Consider the family of Gaussians in $q$, $p$ with decreasing widths $σ$ $$Φ_σ(q,p) = \frac{2}{π σ^2} e^{-\frac{2}{σ^2}(q^2+p^2)}$$ or in complex plane coordinates $$\tilde Φ_σ(α) = \frac{1}{π σ^2} e^{-\frac{|α|^2}{σ^2} }.$$ While the corresponding characteristic function $$\chi_σ(β) = e^{-σ^2 β^2}$$ is well-defined for each $σ \in \mathbb{R}_ +$, there seems to be a lower bound $σ^2 \ge 1/2$ for the Weyl transform to produce an operator, namely the thermal state $ρ_\text{th}$ with $\bar n = σ^2 - 1/2$, the value of $σ^2 = 1/2$ corresponding to the pure state $|0⟩⟨0|$.
Is the Weyl transform of Gaussians narrower than the Wigner function of vacuum ill-defined, or is it just some operator which happens not to satisfy some of the conditions on density matrices? If this does not work, what exactly breaks? If it does, certainly a limit $σ → 0_+$ is possible in some respect; in such case, what would the Weyl transform of $Φ_0(q,p) = δ(q)δ(p)$ be?

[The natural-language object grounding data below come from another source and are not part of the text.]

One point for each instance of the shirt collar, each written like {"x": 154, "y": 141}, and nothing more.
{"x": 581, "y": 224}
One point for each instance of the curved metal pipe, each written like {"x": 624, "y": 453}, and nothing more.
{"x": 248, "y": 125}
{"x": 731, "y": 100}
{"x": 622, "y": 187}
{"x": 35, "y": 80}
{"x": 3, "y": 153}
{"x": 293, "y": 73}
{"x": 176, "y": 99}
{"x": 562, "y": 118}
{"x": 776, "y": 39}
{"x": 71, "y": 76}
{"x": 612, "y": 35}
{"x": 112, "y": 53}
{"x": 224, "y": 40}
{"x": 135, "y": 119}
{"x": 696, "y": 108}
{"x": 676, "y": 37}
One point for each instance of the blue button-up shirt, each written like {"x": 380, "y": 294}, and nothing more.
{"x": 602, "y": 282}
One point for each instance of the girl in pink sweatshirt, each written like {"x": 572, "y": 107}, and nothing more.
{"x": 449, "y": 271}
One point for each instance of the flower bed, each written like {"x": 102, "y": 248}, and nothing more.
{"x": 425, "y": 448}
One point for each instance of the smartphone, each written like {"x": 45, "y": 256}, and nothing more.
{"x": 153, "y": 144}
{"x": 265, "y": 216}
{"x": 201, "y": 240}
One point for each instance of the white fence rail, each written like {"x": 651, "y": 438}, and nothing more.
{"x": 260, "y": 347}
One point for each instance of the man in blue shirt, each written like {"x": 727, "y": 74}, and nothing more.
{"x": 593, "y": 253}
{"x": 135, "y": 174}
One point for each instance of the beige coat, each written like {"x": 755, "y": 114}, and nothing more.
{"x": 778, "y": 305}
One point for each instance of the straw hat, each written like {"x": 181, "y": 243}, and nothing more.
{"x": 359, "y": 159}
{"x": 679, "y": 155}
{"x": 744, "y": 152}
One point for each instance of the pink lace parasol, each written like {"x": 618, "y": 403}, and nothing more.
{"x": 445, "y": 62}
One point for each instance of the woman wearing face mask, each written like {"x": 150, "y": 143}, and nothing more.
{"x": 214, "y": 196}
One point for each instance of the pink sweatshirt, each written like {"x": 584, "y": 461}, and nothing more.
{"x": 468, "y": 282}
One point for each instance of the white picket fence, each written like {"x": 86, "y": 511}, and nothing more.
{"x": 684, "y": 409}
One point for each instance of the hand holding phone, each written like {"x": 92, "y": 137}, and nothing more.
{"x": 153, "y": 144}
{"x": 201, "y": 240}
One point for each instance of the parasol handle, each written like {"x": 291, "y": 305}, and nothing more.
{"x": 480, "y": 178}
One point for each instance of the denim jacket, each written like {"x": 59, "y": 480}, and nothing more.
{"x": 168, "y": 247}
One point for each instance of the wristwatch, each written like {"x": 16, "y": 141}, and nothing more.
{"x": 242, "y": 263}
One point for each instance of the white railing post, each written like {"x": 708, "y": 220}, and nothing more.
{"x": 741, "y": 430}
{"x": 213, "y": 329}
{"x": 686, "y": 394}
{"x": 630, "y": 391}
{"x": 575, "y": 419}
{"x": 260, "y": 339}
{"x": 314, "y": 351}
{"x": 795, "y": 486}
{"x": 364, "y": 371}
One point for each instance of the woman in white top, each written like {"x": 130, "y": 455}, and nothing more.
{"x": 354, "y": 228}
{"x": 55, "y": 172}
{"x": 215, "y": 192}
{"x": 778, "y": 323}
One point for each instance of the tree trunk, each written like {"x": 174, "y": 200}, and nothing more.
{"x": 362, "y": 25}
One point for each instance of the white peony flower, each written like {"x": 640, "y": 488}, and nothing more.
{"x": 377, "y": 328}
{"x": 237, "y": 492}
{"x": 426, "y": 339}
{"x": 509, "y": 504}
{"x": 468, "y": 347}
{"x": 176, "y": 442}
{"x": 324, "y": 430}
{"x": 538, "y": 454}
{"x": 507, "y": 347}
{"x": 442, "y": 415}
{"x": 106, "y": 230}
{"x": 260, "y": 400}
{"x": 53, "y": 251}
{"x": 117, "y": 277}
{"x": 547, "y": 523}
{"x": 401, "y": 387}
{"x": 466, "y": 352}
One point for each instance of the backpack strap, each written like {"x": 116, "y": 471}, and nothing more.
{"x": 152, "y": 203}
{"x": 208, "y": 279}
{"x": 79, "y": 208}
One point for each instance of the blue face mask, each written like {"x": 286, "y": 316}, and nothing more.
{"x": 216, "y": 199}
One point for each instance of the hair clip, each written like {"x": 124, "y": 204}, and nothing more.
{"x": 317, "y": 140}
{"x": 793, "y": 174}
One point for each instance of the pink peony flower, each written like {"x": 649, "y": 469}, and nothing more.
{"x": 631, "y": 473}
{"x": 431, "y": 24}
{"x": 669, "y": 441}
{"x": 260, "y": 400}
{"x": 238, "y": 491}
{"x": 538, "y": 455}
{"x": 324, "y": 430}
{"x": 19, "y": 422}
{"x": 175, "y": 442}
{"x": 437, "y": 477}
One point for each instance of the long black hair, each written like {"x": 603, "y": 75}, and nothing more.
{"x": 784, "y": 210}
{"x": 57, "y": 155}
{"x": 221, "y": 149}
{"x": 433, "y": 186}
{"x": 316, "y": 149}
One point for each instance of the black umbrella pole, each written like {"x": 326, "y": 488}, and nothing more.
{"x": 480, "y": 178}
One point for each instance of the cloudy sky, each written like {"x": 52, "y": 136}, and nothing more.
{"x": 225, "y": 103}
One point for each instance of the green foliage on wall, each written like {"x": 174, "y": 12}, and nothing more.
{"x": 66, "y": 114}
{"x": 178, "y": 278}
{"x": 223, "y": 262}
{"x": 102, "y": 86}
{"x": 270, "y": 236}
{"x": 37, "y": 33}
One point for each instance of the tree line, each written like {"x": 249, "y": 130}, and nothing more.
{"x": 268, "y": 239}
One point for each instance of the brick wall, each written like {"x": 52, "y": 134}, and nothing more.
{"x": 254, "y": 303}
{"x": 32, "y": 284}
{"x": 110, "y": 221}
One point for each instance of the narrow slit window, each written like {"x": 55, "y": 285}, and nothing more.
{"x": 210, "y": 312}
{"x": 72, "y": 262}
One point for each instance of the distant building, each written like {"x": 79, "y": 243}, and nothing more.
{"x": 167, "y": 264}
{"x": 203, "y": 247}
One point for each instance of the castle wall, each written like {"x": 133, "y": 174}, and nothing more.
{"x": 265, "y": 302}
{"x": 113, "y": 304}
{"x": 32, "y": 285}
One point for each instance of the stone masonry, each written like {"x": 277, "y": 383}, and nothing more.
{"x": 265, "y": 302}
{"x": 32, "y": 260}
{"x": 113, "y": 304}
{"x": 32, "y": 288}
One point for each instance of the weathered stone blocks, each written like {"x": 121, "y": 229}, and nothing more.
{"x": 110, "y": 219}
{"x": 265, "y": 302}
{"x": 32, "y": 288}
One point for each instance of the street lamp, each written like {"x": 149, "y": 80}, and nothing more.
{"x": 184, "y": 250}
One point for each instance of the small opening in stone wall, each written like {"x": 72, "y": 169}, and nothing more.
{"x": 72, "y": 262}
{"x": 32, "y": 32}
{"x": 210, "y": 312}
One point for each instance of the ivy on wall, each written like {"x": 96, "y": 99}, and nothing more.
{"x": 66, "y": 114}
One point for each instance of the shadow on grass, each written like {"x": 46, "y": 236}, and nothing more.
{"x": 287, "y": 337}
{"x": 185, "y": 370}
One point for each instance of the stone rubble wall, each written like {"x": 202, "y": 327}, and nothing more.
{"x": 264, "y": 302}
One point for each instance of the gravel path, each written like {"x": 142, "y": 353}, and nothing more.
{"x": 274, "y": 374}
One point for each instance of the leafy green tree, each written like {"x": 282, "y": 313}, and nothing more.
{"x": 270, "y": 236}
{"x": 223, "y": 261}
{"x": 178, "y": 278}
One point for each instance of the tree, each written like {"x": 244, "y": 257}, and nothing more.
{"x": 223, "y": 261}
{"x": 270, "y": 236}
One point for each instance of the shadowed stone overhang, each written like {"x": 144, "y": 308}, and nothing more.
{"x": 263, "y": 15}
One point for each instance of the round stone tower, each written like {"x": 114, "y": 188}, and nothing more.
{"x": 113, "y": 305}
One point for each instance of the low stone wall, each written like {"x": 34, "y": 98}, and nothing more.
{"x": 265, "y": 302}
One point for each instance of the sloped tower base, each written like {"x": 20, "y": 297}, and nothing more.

Surely I could simply write $$A_σ = \frac1π \int_{\mathbb{C}} χ_σ(β) D(-β) \mathrm{d}^2β,$$ which in the latter case would give $$A_σ = \frac1π \int_{\mathbb{C}} D(β) \mathrm{d}^2β,$$ but I can't seem to identify what the action of such operator would excplicitly be, or even if the integral does not diverge.